Lets talk

The conversation is becoming so familiar. Yesterday morning we were talking with volunteers working on a project at the church. One is the mother of a high school student and a middle school student. Another is a retired teacher. The high school where the son attends and where a friend of the retired teacher is principal had been locked down yesterday due to a phoned-in threat of an active shooter on campus. It turned out that there was no shooter and after a careful search by law enforcement, it joined another school in our county and one in the county to the south who had received the false calls yesterday.

The false calls are disruptive. They upset students beyond the day in which they occur. They fill parents with fear and dread. We know the routine. When a threat is perceived, the school is locked down. Parents are advised to stay away from the campus while officials conduct a thorough search to make sure that no real threat exists. What is often left unsaid is that all of us know that the threat could be real. School shootings in the United States are at an all time high. At least 257 shootings have occurred on school campuses in our country this year, surpassing the 250 total for 2021. We have seen the impromptu memorials. We have watched anxious parents awaiting news. We have felt the pain of entire communities as they lose trust in the ability of schools to provide a safe place for learning.

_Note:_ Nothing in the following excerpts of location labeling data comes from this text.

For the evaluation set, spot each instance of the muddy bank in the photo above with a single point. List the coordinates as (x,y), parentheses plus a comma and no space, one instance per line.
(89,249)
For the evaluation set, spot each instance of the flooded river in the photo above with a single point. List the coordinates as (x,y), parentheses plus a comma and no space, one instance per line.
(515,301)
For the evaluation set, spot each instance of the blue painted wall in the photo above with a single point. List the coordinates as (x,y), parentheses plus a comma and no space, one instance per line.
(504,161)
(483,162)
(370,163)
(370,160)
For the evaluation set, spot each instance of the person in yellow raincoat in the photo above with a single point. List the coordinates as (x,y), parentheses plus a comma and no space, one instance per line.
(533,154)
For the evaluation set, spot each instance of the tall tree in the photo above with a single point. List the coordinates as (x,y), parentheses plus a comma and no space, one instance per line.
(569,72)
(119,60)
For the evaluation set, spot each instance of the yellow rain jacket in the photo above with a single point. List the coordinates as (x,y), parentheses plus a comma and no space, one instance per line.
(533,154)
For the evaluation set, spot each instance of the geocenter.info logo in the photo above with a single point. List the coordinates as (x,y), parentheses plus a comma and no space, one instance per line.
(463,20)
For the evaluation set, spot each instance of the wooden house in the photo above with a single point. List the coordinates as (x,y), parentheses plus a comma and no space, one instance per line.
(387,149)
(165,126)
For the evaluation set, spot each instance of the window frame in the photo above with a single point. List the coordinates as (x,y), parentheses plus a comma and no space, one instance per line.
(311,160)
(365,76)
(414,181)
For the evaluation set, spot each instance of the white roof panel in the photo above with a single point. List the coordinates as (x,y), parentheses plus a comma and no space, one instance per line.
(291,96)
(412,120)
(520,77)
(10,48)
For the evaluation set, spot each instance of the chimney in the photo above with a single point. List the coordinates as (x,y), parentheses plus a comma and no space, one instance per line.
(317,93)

And, of course, it isn’t just schools. Last night it was a Walmart in Chesapeake, Virginia, with up to 10 people killed and others injured. Saturday night it was Club Q in Colorado Springs with five dead and 17 wounded.

Active shooter drills are becoming a part of school for our children. It would be irresponsible to ignore the very real threat that is before our communities. Mass shooting events are so common in the news that we have barely learned the details of one before the next is reported. School shootings are an every-week occurrence in our country.

Mass shootings, while gathering the headlines, are only part of the tragedy of gun violence in our country. Individual deaths rip apart families every day. Hand guns are the most common weapon used in suicide in the United States. Suicide is the leading killer of teenagers and young adults. It is the leading cause of death of active duty law enforcement officers. It is the leading cause of death of military veterans.

It does not have to be this way. Other modern countries provide safe schools for their children and people are allowed to go about their lives without fear of becoming innocent victims. The culture of death in the United States makes a mockery of every so-called “pro-life” politician, who lacks the courage to stand up to the lobbyists of the gun industry. Common sense legislation like red flag laws and expanded background checks could make a difference.

Providing safety for our communities does not require hunters to give up their guns. It does not require an end to citizen ownership of firearms. It does require legislatures to place controls on firearm sales that are consistent with the existing interpretation of the second amendment of the constitution. It might eventually require a judges to have the courage to take a closer look at the constitution than has been the case recently.

The shooter in the Virginia Walmart last night was hardly a well regulated militia. The shooter at Club Q wasn’t a well regulated militia. The right of the people to keep and bear arms does not have to be infringed by the presence of regulations on the use and distribution of weapons.

One of the problems with the gun debate in our country is that we have lost the ability to engage in informed conversation about firearms. Those who don’t understand firearms call for absolute bans on categories of weapons without understanding how those weapons are used by those who participate in shooting sports and other safe and legal activities. Manufacturers and sellers of firearms use fear to promote sales. A common sense conversation about how the constitution can be respected and the rights it defends protected while at the same time providing the constitution-promised regulation that is necessary to the security of a free State is absent from the public discourse in our country.

We are better than this.

My neighbors who have NRA stickers in the windows of their vehicles are intelligent and thoughtful people capable of engaging in reasoned conversations. They have children who attend the public schools and they fear for their safety. We have the ability to disagree and continue to work together for solutions to complex problems. I who own no guns and have no need for weapons am not out to confiscate the rifles of my friends who are hunters or the handguns of the law enforcement officers who are close to me. I don’t think that we disagree that the employees and customers of Walmart deserve safety in a store where firearms and ammunition are sold. I don’t think we disagree that people should be allowed to go out socially and dance in a club without fearing for their lives. We are capable of thoughtful and careful conversation about real world solutions to gun violence.

We need legislators and judges who are willing to engage in those conversations without reducing the conversation to simple “either-or” solutions. We need representatives and governmental officials who aren’t beholden to big money backers who want to control their voices in debate and their votes on legislation. We don’t need holders of extreme views to be the only ones who write and propose laws for our states and nation.

We are better than this.

We are capable of engaging with each other to solve these problems. And yet we have been silent too often. We have feared the reactions of our neighbors when we should have spoken out. We have chosen sides when we are all in this together.

There have been too many deaths, too many tears, too much fear. Let’s talk.